Longtime readers of this blog may recall an exercise from my editing class in which students discuss unsettled or debatable style questions. Previous versions of the assignment have included “first-year student” vs. “freshman” and the now-retired “mike vs. mic.”
This semester, I added this question: Should our mythical publication, The Triangle Tattler, use the naming convention that The Weather Channel has come up with for winter storms?
Most students said no. These students said that winter storms are different from hurricanes and that the Weather Channel’s scheme seemed gimmicky and unnecessary. So Tattler style will be to delete names like Falco or Maximus should they appear in news stories that students edit this semester.

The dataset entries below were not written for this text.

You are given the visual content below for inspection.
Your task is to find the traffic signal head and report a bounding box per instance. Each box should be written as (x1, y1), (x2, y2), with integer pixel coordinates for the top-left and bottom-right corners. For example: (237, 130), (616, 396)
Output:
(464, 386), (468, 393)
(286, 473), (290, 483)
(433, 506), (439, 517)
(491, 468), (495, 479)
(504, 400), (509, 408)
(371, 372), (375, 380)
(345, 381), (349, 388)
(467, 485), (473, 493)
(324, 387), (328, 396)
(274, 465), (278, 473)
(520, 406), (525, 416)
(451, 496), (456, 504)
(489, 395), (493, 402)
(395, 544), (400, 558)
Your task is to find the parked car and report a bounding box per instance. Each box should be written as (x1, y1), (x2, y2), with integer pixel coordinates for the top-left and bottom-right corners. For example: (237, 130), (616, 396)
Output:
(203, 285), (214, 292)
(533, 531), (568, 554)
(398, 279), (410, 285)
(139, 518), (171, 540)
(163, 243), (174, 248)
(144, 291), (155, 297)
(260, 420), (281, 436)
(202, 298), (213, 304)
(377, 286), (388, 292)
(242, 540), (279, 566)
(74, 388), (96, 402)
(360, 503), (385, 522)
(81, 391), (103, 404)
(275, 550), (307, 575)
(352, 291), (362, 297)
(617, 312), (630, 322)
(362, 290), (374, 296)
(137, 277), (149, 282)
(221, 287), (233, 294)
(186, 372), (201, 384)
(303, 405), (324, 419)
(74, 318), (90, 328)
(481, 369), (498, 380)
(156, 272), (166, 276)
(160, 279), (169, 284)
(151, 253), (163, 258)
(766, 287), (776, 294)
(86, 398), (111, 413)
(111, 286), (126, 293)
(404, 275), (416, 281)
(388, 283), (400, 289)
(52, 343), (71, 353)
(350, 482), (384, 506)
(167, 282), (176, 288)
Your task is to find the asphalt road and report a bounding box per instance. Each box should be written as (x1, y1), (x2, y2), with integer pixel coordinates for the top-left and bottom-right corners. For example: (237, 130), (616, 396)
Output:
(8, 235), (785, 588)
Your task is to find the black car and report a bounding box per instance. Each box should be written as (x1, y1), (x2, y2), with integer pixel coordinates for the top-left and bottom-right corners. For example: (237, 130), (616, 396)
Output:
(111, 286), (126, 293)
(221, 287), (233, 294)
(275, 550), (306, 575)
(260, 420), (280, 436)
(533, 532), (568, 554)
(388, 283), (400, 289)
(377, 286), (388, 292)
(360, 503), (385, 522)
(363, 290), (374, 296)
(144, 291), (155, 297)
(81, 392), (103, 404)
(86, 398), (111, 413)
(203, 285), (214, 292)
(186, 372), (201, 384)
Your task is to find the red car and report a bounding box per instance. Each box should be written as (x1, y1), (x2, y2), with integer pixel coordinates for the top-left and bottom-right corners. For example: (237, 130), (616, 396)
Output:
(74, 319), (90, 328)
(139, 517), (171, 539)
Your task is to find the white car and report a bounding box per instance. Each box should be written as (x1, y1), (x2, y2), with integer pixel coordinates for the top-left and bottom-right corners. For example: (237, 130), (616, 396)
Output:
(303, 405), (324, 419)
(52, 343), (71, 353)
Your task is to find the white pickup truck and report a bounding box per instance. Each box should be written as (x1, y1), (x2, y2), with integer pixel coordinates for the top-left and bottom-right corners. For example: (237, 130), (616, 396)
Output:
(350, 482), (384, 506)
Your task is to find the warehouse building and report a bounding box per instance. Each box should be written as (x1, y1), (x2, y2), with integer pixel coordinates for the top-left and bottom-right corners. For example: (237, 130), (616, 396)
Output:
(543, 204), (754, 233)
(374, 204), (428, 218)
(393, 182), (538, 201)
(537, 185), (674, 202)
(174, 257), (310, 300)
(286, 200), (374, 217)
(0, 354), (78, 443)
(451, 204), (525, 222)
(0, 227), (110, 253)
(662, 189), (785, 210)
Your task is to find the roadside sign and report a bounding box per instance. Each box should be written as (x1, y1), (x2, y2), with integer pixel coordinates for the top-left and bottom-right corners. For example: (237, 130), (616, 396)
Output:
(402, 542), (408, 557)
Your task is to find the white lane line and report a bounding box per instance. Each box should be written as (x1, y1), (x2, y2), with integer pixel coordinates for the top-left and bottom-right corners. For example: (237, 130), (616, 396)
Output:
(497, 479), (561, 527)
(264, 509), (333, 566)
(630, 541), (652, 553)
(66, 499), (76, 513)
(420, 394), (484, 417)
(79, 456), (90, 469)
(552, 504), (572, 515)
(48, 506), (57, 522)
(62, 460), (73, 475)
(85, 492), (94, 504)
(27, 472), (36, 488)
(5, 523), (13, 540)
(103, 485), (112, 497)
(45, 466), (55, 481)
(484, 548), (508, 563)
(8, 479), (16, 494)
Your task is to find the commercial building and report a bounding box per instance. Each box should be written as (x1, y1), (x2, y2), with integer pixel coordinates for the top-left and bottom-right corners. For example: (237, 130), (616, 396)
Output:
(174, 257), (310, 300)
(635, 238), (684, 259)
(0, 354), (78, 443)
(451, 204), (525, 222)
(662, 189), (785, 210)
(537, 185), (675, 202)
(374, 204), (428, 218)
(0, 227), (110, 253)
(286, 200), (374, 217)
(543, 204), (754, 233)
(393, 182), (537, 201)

There was some dissent, however, with one student arguing strongly for raising awareness of winter weather and making individual storms more easy to identify now and for posterity. Another suggested a sentence like this in news stories: “The storm, sometimes known as Leon…” to help readers connect what they had seen on TV with what they were reading in print or online.
So what are some Triangle news organizations doing? UNC’s student newspaper has used the name of a winter storm in a headline and story, but The News & Observer and WRAL have not.
On Twitter, weather forecaster Nate Johnson points out that the National Weather Service does not recognize the Weather Channel’s names. You can read more about Johnson’s thoughts on the matter on his blog. His arguments are persuasive.
As an editor, I am unwilling to go along with this idea until the NWS endorses it. As a person, I prefer to blame all of the cold, snow and ice on a single villain. His name? Old Man Winter.